2月までに柔道男女13階級で五輪代表が決まるなか、なお甲乙つけがたし、と66㌔級は唯一結論が持ち越され、最終選考の4月の選抜体重別は新型コロナウイルスの影響で延期に。決戦の場として指定された12月のGS東京大会も中止になり、一発勝負で勝った方が半ば自動的に代表に決まる史上例のない舞台が用意された。
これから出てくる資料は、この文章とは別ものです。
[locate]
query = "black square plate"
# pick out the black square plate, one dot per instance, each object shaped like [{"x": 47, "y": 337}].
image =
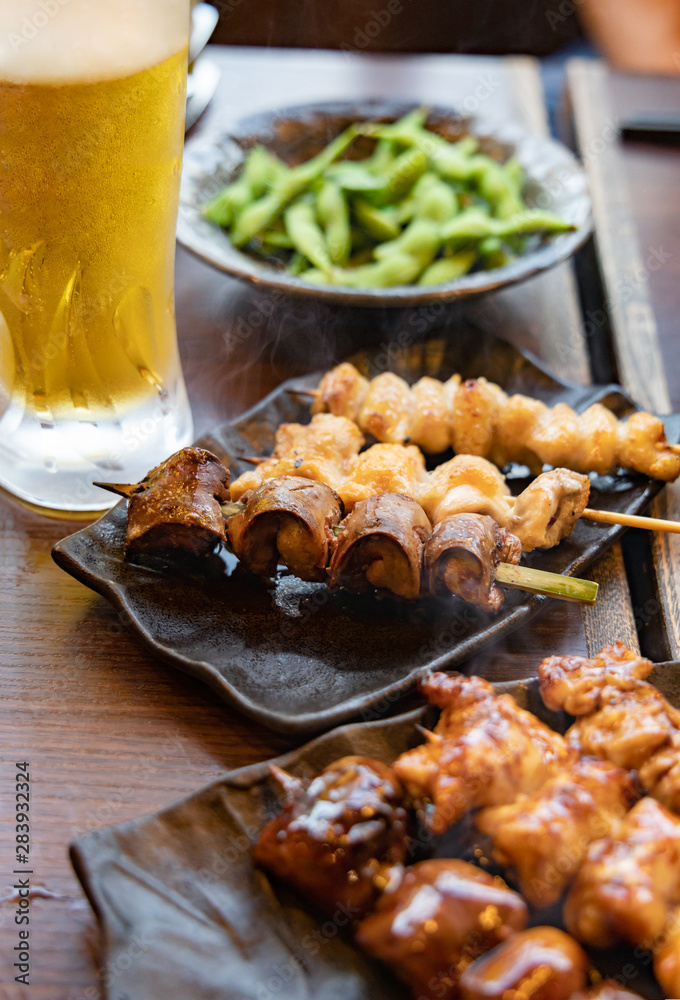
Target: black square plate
[{"x": 297, "y": 657}]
過去の対戦成績は丸山の4勝3敗。うち6戦が延長戦にもつれ込んでいるが、ある柔道関係者は「早い勝負になる可能性もある」とみる。両者にとってコロナの感染拡大以降初となる実戦となるが、決勝戦まで見越して徐々にギアを上げる普段の大会のようにもいかない。無観客で息づかいまで会場内に伝わる異常な環境下で開始からフルパワーの出力を求められ、「どちらが普段通りの精神状態を保てるか。会場に入ってきた時の表情から注目だろう」(関係者)。少しでも浮足立てば、ともに必殺の決め手を持った相手の技で畳に沈む展開も考えられる。

「とんでもない経験値になる」

阿部の出方がカギとの見方もある。昨年の選抜体重別、世界選手権は序盤の攻勢を丸山がしのぎ、勢いに陰りの見えた阿部を捨て身技で仕留める似たような展開をたどった。一方で阿部が勝利したGS大阪大会で光ったのは「絶対に引かない」と話した阿部の積極性。「組み手の手順を守っていつも通りの戦いを心がけるだろう丸山に、阿部がどこまで圧力をかけられるか」とある関係者は話す。
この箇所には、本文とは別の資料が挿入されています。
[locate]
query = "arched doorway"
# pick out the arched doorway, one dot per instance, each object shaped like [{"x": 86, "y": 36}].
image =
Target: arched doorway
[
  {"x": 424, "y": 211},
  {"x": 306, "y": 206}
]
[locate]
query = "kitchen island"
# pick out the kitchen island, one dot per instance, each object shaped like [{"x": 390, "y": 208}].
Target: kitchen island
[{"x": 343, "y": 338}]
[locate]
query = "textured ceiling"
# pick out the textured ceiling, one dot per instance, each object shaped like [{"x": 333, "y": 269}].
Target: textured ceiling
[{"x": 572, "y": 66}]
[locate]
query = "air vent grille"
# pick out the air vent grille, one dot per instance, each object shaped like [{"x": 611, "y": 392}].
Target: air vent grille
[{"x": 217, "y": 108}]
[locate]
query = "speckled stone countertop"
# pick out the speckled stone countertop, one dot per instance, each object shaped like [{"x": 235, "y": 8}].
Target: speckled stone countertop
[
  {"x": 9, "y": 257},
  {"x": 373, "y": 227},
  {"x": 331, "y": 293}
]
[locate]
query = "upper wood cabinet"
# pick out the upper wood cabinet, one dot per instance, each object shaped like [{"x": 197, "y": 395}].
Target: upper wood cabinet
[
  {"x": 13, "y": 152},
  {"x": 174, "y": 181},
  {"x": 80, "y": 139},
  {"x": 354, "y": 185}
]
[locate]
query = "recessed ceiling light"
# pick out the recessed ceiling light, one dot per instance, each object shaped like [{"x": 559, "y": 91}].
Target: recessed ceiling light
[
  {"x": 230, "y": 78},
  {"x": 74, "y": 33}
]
世紀の一戦を他階級の世界王者たちも固唾をのんで見守る。73㌔級五輪代表の大野将平(旭化成)は「柔道家が誰も経験したことのない戦い。両選手の柔道人生でとんでもない経験値になる」と柔道家として羨望まじりに話す。「(2人とも)雰囲気が違う。オーラが出ている」とは両者の稽古に接した60㌔級代表の高藤直寿(パーク24)の感想だ。常に好勝負を期待され、その期待を上回る死闘を繰り広げてきた両者。抜きつ抜かれつの筋書きのないドラマの最終章の結末はいかに。